District 5 Supervisor Ross Mirkarimi

Jackson's speech was also heard by hundreds of Bay Area residents who refuse to leave their homes because of increasing violence in their neighborhoods, according to Sharen Hewitt of The CLAER Project, a local civil rights group that helped organize the event.

The rally was held amid a wave of violence that claimed at least 12 lives around the Bay Area last weekend, including four killings each in San Francisco and Oakland and more in Richmond and unincorporated Richmond.

Hewitt said she and local activists have been battling the issues of gun violence in local cities for more than five years.

"Jackson joined the work of many locals against the burgeoning issues of homicide in (San Francisco) and across the nation," Hewitt said.


Jackson reiterated the need for stricter federal gun control policy, including a ban on assault weapons, while his civil rights group, the Rainbow/PUSH Coalition, prepares for a nationwide rally on August 28.

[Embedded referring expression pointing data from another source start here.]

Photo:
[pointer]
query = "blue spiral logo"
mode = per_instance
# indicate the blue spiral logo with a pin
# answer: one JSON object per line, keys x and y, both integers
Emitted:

He also visited True Vine Ministries Baptist Church in West Oakland Saturday to promote the message.

"There were more people killed in the Bay Area this weekend than U.S. soldiers in Iraq," said Kevin Bard, a San Francisco State University political science student and intern of The CLAER Project.

San Francisco Mayor Gavin Newsom's office is scheduled to introduce a new package of legislation at Monday's public safety meeting, according to Marissa Bloom, policy fellow for the CLAER project.

The four-point plan includes the implementation of a registry for gun offenses, similar to the sex offense charges that now exist, according to Bloom.

Hewitt said immediate action against gun violence is necessary because the problem does not only affect those who are directly involved in acts of violence.

"People are really traumatized in these communities," she said.


District 13 Assemblymember Mark Leno (left)


District 3 Senator Carole Migden, San Francisco Police Commissioner Joe Alioto-Veronese

"These people just want to live with a degree of normality. There are people here who are actively living isolated and unengaged. And there are the secondary impacts, such as the mothers who don't send their kid out to play, or the elderly who fear leaving their homes to pick up medication. People should not be afraid of going outside. That should be a normal activity."